Daha sonra, Kahramanmaraş'a tıp fakültesi açıldığında, o
hastane binası üniversiteye verildi. Bu bina 2014 yılına kadar Tıp Fakültesi
bünyesinde halkımıza hizmet verdi.
Hastane alanı ve çevresinde yapılan ek binalar, sanki
hastane binası değil de yeni apartmanlaşma taklidi ile yapılmış karmaşık bir
yapılaşma görüntüsündedir. Bir ara Tıp Fakültesine verilen, şu anda da yanlış
ifade etmiyorsam Kamu Hastaneler Birliği Genel Sekreterliği Hizmet Binası
olarak kullanılan yerin, hastane görünümüne daha çok sahip olmasına karşılık
yapılan ek binalarda bu dizaynı görmek mümkün değildir.
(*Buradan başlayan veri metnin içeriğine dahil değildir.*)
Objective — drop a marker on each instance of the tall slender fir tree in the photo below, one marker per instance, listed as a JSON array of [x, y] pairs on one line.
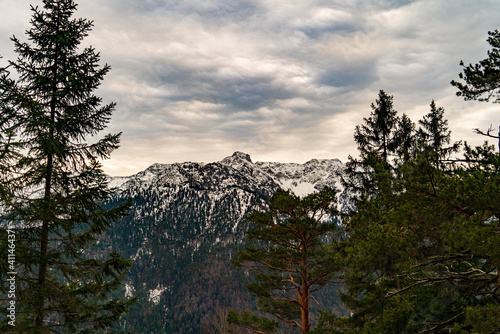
[[54, 188]]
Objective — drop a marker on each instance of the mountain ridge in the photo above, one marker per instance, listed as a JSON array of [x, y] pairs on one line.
[[187, 221]]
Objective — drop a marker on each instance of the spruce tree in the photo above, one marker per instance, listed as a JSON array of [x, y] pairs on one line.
[[55, 188], [291, 257], [482, 80], [434, 135], [376, 140]]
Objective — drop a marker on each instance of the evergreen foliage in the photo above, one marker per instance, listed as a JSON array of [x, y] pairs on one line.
[[377, 140], [53, 186], [422, 253], [290, 258], [482, 80]]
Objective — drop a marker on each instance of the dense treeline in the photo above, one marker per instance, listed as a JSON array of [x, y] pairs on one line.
[[420, 251]]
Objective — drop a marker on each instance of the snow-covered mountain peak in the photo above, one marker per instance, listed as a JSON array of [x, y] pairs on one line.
[[237, 158]]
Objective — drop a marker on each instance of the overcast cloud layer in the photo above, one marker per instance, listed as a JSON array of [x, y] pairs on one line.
[[282, 80]]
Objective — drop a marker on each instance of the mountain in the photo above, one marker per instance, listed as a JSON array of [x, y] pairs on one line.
[[187, 221]]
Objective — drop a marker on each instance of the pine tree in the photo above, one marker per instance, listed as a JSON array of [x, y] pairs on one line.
[[482, 80], [422, 255], [376, 140], [434, 135], [55, 187], [291, 258]]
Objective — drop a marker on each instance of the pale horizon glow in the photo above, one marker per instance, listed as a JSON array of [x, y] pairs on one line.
[[281, 80]]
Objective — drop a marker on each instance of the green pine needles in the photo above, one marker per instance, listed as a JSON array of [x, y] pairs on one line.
[[293, 256], [52, 184]]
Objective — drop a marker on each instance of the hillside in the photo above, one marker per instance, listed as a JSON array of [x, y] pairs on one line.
[[187, 221]]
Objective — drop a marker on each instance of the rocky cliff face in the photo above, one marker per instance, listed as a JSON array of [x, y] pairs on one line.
[[187, 221]]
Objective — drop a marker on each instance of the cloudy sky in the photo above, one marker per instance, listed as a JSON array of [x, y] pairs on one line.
[[282, 80]]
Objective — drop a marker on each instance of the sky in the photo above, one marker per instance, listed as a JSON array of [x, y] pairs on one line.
[[281, 80]]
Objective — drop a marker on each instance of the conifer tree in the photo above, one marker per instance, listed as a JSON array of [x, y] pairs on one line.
[[482, 80], [55, 187], [421, 254], [434, 134], [290, 258], [376, 140]]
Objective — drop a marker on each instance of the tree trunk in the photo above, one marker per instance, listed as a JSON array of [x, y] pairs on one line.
[[44, 239]]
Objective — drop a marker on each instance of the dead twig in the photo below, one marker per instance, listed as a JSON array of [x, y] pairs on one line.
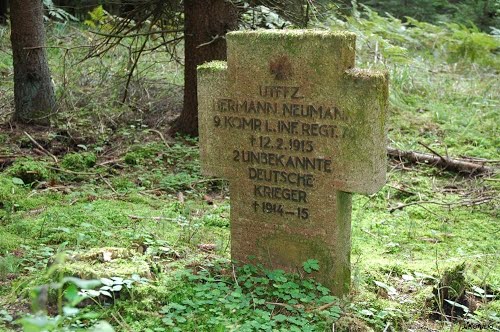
[[323, 307], [42, 148], [446, 163]]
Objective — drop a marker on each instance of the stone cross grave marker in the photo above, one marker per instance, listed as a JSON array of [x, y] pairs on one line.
[[296, 129]]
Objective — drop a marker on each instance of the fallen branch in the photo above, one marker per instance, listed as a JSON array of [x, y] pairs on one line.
[[445, 163]]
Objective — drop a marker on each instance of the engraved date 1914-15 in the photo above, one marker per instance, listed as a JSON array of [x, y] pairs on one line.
[[276, 208]]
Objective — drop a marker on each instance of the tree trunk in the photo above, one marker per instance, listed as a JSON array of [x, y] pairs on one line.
[[206, 23], [33, 90], [4, 4]]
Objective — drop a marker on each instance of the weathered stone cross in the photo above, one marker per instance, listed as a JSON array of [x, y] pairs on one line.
[[296, 129]]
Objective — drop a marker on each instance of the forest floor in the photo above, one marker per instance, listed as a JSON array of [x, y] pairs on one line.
[[106, 194]]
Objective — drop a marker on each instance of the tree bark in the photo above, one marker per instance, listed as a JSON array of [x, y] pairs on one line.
[[4, 4], [33, 91], [206, 23]]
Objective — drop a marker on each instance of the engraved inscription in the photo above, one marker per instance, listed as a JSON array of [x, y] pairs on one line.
[[280, 156]]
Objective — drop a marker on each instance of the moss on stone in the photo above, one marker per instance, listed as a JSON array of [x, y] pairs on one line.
[[213, 66], [29, 170], [106, 262]]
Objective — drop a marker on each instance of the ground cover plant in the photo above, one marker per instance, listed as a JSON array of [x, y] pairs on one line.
[[106, 223]]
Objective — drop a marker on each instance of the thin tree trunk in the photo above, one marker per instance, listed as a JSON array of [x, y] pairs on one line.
[[4, 4], [206, 23], [33, 90]]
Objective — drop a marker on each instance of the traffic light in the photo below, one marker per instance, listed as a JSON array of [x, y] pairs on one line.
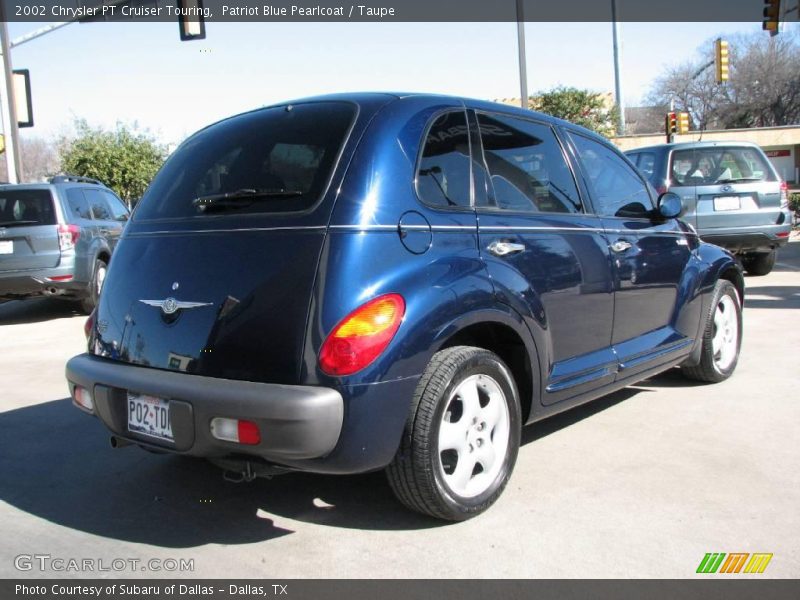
[[721, 60], [671, 123], [772, 16], [683, 122]]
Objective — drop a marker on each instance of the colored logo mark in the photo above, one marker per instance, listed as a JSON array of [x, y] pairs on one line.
[[734, 562]]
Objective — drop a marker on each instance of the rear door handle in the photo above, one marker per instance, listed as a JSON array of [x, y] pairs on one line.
[[621, 246], [505, 248]]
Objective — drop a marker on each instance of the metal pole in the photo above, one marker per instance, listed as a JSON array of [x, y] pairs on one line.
[[523, 70], [617, 76], [9, 108]]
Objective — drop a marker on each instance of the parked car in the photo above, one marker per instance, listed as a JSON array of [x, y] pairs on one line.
[[359, 282], [56, 238], [732, 194]]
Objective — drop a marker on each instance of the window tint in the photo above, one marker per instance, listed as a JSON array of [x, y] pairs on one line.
[[645, 162], [26, 207], [118, 209], [97, 204], [526, 166], [718, 164], [443, 178], [617, 190], [289, 151], [78, 205]]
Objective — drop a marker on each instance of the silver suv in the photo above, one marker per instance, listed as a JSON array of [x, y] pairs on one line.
[[56, 238], [731, 194]]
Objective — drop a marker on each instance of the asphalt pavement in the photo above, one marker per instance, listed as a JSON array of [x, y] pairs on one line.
[[642, 483]]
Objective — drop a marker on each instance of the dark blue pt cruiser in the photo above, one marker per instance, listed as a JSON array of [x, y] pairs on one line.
[[358, 282]]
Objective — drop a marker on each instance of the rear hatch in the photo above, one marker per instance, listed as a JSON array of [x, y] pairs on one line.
[[735, 186], [28, 230], [215, 271]]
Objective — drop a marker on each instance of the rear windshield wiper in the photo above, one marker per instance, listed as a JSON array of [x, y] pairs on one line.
[[739, 180], [239, 197], [7, 223]]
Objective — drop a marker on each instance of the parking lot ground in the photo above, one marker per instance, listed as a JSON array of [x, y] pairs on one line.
[[642, 483]]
Çok katlı birer apartman görünümünde olan bu binaların
projesi, kesinlikle bir hastane mimarisi değildir. Gerçi Maraş'ta böyle
binaların ve yapılaşmaların sayısı az değildir. Birçoklarının beğenmediği
hâlihazır Valilik Hizmet Binası, Büyükşehir Belediye Binası, Müftülük
Binası, hatta Milli Eğitim Müdürlüğü hizmet binaları dâhil olmak üzere birçok
yeni yapılmış devlet dairesi hizmet binasından çok daha kullanılışlı ve
rantabldır.
Burada detaylara girmeyeceğim, ancak Müslüman bir ülkede,
mühendislik fakültelerinde cami mimarisi bölümü olmadığı, bu alanda eğitimi
verilmediği gibi resmi binaların projelendirilmesi üzerinde eğitim veren
bölümler de maalesef yoktur, varsa da ben duymamış olabilirim diyeceğim ama
yapılan binaların projelerinde ve yerleşim planlarında böyle bir eğitimin
verildiğine dair en ufak bir emare bile görülmemektedir. Daha önce de
belirttim; yeni yapılan camilerimizin mimari projeleri yürekler acısıdır.
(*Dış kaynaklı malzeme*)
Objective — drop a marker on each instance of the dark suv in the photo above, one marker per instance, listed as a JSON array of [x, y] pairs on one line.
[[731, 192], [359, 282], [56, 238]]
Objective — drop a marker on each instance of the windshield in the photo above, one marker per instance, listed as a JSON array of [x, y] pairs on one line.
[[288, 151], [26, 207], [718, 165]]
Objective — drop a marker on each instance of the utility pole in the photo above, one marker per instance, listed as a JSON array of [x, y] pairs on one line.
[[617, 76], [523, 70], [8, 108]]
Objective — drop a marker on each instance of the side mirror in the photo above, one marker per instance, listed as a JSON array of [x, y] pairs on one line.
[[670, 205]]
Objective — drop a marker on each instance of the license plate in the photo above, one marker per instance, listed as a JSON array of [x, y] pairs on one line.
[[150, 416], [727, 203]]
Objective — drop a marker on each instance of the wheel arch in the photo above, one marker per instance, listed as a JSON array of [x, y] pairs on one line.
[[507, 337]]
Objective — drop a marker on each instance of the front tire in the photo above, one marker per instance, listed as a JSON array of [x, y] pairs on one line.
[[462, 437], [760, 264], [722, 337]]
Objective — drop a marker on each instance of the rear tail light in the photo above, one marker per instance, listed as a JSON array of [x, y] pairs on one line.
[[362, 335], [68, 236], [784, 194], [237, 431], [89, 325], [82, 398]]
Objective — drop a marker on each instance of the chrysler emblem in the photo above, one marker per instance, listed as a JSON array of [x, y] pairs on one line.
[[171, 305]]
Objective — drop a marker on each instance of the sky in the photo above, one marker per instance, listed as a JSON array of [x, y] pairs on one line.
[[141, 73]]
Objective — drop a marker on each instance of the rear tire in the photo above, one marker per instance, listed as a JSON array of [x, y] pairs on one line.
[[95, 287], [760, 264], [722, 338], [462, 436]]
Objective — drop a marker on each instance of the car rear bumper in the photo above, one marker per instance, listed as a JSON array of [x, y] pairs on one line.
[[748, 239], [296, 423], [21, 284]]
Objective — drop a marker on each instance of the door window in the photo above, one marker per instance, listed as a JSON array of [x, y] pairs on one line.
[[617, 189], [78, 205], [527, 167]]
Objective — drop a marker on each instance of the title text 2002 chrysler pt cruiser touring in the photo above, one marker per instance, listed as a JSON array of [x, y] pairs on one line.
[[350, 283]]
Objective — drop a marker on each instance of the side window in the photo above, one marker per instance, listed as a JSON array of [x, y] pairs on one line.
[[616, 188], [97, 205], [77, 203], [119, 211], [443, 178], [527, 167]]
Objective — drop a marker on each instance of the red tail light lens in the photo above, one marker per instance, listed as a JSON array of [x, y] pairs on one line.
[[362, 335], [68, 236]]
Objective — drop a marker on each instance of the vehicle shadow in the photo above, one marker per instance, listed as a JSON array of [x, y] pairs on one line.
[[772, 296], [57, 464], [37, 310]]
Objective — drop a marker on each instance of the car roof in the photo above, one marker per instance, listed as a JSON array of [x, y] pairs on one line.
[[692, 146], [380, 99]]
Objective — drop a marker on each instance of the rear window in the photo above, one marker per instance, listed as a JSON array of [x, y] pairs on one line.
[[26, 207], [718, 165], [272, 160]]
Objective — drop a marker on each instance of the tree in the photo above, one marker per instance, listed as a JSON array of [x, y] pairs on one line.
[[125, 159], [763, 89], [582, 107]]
Devlet daireleri de aynı durumdadır.
Şehir nüfusu yüz elli-iki yüz binlerdeyken yapılan bu
hastane binaları, nüfus dört yüz bini aştığı sırada da aynı kapasiteyle hizmet
vermeye çalışıyordu. Üstelik bu binalar arasında, şu anda yıkılmış olan kısım
hakkında "çürük" raporu da bulunmaktaydı. Bu durumda acilen yeni ve büyük bir
hastane binasına ihtiyaç vardı.
Yönetici durumunda olan kişiler, kentin her ihtiyaç ve
sorununa zamanında çözüm bulmak ve ihtiyaçları da zamanında karşılamak ya da
ihtiyaçları karşılayacak makamlar nezdinde girişimlerde bulunarak yapımını
sağlamak durumundadırlar. Yöneticilik aslında budur. Aradan geçen bunca zamanda
hiçbir belediye yönetimi, böyle bir çalışma maalesef yapmamış. Türlü türlü
yapılan imar tadilatları arasında kentin en önemli ihtiyacı olan bu ve benzer
konularda hiçbir düzenleme de getirilmemiştir. Şehrin yapılaşması bir sisteme
oturtulacağı yerde, nerede ki tamamen başıboş bırakılmış ve bugünkü çarpık
yapılaşmaya fırsat verilmiştir. Bu düzenlemeleri asıl yapması gereken kurum
olarak belediye üzerine düşeni yapmayınca her kurum yöneticisi gibi o günkü
Başhekim de bir çözüm arayışı içerisine girmişti.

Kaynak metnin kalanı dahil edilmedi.